Monday, Feb. 14, 1994
Calcutta, Illinois
By DAVID VAN BIEMA
The Chicago police swept into 219 North Keystone Avenue last Tuesday looking for drugs, and found children instead. There were 19 in all. Lying two deep on a pair of dirty mattresses. Or sprawled on the apartment's cold floor amid food scraps, cigarette butts and human excrement. Most were in dirty diapers or underwear; one boy, subsequently found to have cerebral palsy, wore bruises, belt marks and cigarette burns on his body. Two of the smallest children, reads the police report, were awake, sharing a neck bone with a dog. As the police removed the children from the residence, one pleaded to a female cop, "Will you be my mommy? I want to go home with you."
Johnny Melton, 28, is a man who looks on the bright side. "It was due to love," he explains. Melton is fixing himself a red Kool-Aid at the epicenter of America's most recent landscape of despair, the apartment he occupies with 27 relatives at 219 North Keystone Avenue on Chicago's run-down West Side. The dwelling is as the national headlines described it: drug deals transacted outside but not within; a sink swarming with roaches; a refrigerator filled with rotting and moldy food. An old-fashioned ice-cream crank perches incongruously on a shelf. At Melton's feet, mixed up in a pile of trash, dirt and other garbage, is some dried-up chopped beef. It's for the dog. "Son of a bitch only eats the best," explains Melton.

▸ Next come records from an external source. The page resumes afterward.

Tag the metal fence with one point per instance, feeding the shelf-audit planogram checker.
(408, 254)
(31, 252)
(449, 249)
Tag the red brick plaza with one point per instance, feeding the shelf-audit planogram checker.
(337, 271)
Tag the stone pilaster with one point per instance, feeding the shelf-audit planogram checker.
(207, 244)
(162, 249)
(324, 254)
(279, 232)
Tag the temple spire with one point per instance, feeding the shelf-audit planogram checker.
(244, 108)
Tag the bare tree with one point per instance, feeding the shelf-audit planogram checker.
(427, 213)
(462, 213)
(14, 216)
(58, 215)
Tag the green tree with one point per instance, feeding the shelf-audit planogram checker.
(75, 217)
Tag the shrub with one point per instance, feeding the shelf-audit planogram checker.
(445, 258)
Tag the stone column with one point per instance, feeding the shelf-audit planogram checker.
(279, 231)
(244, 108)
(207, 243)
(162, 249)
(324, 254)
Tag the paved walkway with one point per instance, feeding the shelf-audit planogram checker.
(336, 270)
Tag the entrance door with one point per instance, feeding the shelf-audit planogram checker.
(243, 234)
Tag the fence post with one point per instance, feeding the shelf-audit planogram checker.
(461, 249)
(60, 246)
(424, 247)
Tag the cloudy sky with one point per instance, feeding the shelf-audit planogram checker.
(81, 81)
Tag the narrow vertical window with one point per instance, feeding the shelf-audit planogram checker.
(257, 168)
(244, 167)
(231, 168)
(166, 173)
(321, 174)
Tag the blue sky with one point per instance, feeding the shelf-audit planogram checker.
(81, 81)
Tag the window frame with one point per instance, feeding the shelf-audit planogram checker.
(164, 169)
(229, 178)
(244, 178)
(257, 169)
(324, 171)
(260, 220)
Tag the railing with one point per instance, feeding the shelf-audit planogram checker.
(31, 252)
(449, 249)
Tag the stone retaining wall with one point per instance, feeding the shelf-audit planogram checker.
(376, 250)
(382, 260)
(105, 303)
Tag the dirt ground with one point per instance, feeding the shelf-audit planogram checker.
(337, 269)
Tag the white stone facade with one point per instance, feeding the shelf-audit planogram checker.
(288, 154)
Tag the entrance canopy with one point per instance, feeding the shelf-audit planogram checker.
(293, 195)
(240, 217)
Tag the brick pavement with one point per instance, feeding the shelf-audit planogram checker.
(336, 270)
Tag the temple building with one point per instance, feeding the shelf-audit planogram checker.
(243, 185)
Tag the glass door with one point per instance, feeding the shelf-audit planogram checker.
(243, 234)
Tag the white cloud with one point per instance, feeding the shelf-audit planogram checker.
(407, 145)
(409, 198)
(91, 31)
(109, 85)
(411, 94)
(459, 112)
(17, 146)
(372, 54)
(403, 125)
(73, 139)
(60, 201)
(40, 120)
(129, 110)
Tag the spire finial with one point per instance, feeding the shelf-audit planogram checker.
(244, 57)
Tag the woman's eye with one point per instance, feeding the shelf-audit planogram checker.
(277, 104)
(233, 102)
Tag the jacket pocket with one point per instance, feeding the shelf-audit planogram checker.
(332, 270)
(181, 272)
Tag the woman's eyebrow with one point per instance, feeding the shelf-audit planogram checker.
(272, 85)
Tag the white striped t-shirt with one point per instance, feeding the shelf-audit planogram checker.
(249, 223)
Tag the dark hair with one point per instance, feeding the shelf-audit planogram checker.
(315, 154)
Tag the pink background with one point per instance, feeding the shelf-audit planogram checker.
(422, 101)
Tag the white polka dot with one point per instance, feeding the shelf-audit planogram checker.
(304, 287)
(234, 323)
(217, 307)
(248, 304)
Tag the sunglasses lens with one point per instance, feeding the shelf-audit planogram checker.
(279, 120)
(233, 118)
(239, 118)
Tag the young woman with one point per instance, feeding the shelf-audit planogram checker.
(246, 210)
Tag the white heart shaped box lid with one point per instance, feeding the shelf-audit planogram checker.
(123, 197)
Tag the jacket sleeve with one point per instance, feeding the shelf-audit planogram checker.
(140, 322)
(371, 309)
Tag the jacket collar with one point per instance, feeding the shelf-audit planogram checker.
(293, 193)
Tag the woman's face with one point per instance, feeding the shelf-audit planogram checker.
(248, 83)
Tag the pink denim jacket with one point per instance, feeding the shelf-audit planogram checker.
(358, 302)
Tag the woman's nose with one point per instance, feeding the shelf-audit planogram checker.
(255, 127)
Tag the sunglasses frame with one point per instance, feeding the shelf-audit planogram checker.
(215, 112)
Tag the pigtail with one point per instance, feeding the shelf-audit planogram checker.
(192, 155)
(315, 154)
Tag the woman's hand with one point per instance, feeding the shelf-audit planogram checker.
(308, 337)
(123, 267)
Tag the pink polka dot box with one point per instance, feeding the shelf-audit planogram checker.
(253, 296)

Melton will admit that a lot of people live here; he would like you to believe they lived better than the dog. His sister Maxine rented the apartment less than a year ago. Soon after, a fire burned another sister and her children out of their home. More misfortunes followed, and eventually the two- bedroom apartment with its broken windows housed six women, 20 children, Melton and at least one other man. The love he refers to is familial: "I consider it to be a good idea for us all to be together in these times of struggling." He points to a pantry stocked with some 15 cans of corn, a couple of jars of spaghetti sauce, and pancake mix and syrup -- proof, he says, that no one here goes hungry. He regards as misplaced any sentiment questioning his sisters' child rearing: "They are young single mothers who adore their children," he vouches. On a typical day, he ticks off, "the kids go to school, get fed, watch TV, go to sleep . . . like a normal family."

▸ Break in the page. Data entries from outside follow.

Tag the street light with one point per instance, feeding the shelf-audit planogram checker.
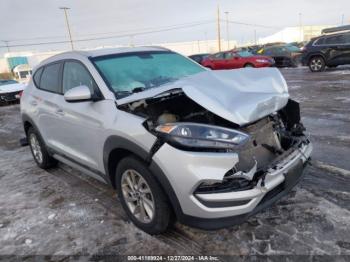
(68, 27)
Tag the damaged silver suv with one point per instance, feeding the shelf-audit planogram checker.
(177, 141)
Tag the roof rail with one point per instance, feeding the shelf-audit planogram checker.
(336, 29)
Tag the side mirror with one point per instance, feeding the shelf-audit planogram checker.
(78, 94)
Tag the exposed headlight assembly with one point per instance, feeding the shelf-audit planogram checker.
(201, 136)
(262, 60)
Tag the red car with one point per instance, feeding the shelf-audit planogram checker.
(236, 59)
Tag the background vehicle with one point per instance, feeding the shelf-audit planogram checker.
(283, 54)
(199, 57)
(144, 120)
(236, 59)
(327, 50)
(10, 91)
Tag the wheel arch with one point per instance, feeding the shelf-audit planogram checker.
(116, 148)
(315, 55)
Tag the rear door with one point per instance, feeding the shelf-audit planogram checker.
(44, 101)
(339, 49)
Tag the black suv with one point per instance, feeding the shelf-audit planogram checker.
(327, 50)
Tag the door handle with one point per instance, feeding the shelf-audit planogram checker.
(60, 112)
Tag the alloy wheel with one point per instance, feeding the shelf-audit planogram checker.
(316, 64)
(138, 196)
(36, 148)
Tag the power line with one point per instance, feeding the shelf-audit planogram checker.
(134, 31)
(110, 37)
(255, 25)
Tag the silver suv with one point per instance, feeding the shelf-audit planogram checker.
(177, 141)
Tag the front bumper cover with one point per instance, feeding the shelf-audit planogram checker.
(191, 169)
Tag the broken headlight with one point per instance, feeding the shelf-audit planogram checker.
(193, 135)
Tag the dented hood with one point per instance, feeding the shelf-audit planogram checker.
(241, 96)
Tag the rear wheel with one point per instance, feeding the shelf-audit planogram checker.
(39, 151)
(142, 197)
(317, 64)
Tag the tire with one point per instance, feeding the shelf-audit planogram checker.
(317, 64)
(39, 150)
(134, 200)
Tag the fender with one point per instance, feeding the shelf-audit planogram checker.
(117, 142)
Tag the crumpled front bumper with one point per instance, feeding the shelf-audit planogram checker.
(187, 170)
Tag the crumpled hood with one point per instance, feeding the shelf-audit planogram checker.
(241, 96)
(11, 88)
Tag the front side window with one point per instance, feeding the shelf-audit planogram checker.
(7, 82)
(245, 54)
(75, 74)
(126, 73)
(218, 56)
(50, 78)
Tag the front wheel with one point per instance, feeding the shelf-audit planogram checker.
(39, 151)
(317, 64)
(142, 197)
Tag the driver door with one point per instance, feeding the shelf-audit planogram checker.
(81, 122)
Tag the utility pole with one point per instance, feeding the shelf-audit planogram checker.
(227, 31)
(67, 23)
(255, 36)
(219, 33)
(300, 27)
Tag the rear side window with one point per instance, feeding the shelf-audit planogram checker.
(319, 41)
(37, 76)
(75, 74)
(334, 40)
(50, 78)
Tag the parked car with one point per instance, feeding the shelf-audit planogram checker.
(10, 91)
(327, 50)
(236, 59)
(177, 141)
(283, 54)
(199, 57)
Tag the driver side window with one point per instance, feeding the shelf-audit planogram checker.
(75, 74)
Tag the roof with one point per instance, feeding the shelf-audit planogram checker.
(22, 67)
(119, 50)
(99, 52)
(336, 29)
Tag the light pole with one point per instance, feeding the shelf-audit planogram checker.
(67, 23)
(7, 45)
(300, 27)
(227, 31)
(218, 25)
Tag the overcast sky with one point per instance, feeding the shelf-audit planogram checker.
(36, 19)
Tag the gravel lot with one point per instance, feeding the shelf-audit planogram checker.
(63, 212)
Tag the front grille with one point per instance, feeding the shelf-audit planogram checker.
(261, 133)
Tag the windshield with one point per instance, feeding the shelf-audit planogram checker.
(7, 82)
(135, 72)
(293, 48)
(244, 53)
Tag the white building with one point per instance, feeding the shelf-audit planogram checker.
(294, 34)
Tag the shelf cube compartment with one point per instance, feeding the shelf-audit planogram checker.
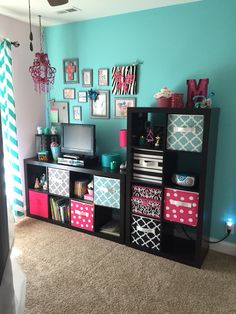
(38, 204)
(146, 232)
(82, 215)
(107, 192)
(146, 201)
(185, 132)
(181, 206)
(59, 182)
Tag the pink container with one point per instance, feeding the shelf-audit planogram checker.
(164, 102)
(82, 215)
(38, 204)
(181, 206)
(177, 100)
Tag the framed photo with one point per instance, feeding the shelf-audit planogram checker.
(69, 93)
(121, 106)
(87, 77)
(71, 71)
(82, 96)
(103, 77)
(60, 108)
(99, 108)
(77, 113)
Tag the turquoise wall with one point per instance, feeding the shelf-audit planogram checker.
(175, 43)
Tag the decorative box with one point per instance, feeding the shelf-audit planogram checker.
(82, 215)
(185, 132)
(88, 197)
(38, 204)
(148, 165)
(181, 206)
(107, 192)
(146, 232)
(146, 201)
(58, 182)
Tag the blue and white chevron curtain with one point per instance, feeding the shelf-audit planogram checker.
(9, 132)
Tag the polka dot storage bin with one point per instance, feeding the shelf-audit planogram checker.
(82, 215)
(181, 206)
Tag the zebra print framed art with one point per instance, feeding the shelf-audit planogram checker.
(124, 80)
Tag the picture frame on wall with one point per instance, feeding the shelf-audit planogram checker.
(62, 108)
(69, 93)
(82, 96)
(77, 113)
(103, 77)
(71, 71)
(121, 105)
(87, 77)
(100, 108)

And what does Melton regard as his own calling? He smiles, knowing his credibility will drop. "I'm a con man," he says.
"This is a damn nightmare," he continues. "The police couldn't get what they came for, so I guess they just wanted us to grieve. The worst kind of abuse a kid can get is taking them away from their parents." Others agreed about the nightmare part. One expert called it the biggest single instance of child neglect in Chicago's past quarter-century. Seven adults were arrested: six for child negligence, a misdemeanor, and one for cruelty, a felony. Neighbors seemed to agree that Maxine Melton meant well and kept faith as the family's de facto matriarch. But not all her housemates were as strong: a sixth woman was out at the time of the raid because she was giving birth; the child was born with a coke addiction.
As depressing as life at 219 North Keystone was, equally alarming was the response from officials who sounded no less hapless than Melton. "You wonder first of all about their parents," said Mayor Richard Daley, who apparently had no trouble casting the first stone. "But how about their neighbors . . . Where are they? Why didn't they come forward?" the Illinois department of children and family services (dcfs) confirmed that it had received complaints on behalf of the children at 219 three times starting on Nov. 20 but had allowed its field workers to be turned away at the door; now it was investigating its own investigation. At a prayer breakfast last week with Mother Teresa, President Clinton cited headlines about the tragedy and wondered aloud: "Not in Calcutta but Chicago."
The Calcutta remark was grimly amusing to Alex Kotlowitz, who wrote There Are No Children Here, the 1991 best seller about two children in a Chicago housing project. Kotlowitz notes that Mother Teresa has visited Chicago's underclass -- and was honestly shocked. "We're talking about second and third generations of children growing in communities like this. It's breaking the spiritual back of the people," he says. And each time that particular wheel is rediscovered, he notes, "we say, 'Oh, my God.' And then nothing is done."
According to an Illinois auditor general's report released the day before the Keystone raid, the state's department of children and family services fails about 1,500 times a year to investigate suspected abuse cases within the mandated 24 hours; it has also apparently been unable to resolve another 1,500 as true or false within the appointed 60-day deadline; 38% of its files were reported as missing key documents. Sterling M. Ryder, head of the social- services agency, admits that his staff should have got to the Keystone kids months ago. And he agrees with Kotlowitz: "The President doesn't understand what the conditions are in the inner cities. In many respects children in the U.S. are in worse shape than children in Third World countries." His voice betrays commitment and real anguish; all that is missing is hope.
Back at 219, Johnny Melton offers a cordial handshake of goodbye. As a reporter picks her way out through the icy backyard, something catches her eye. It is a black doll, lying facedown, abandoned in the snow.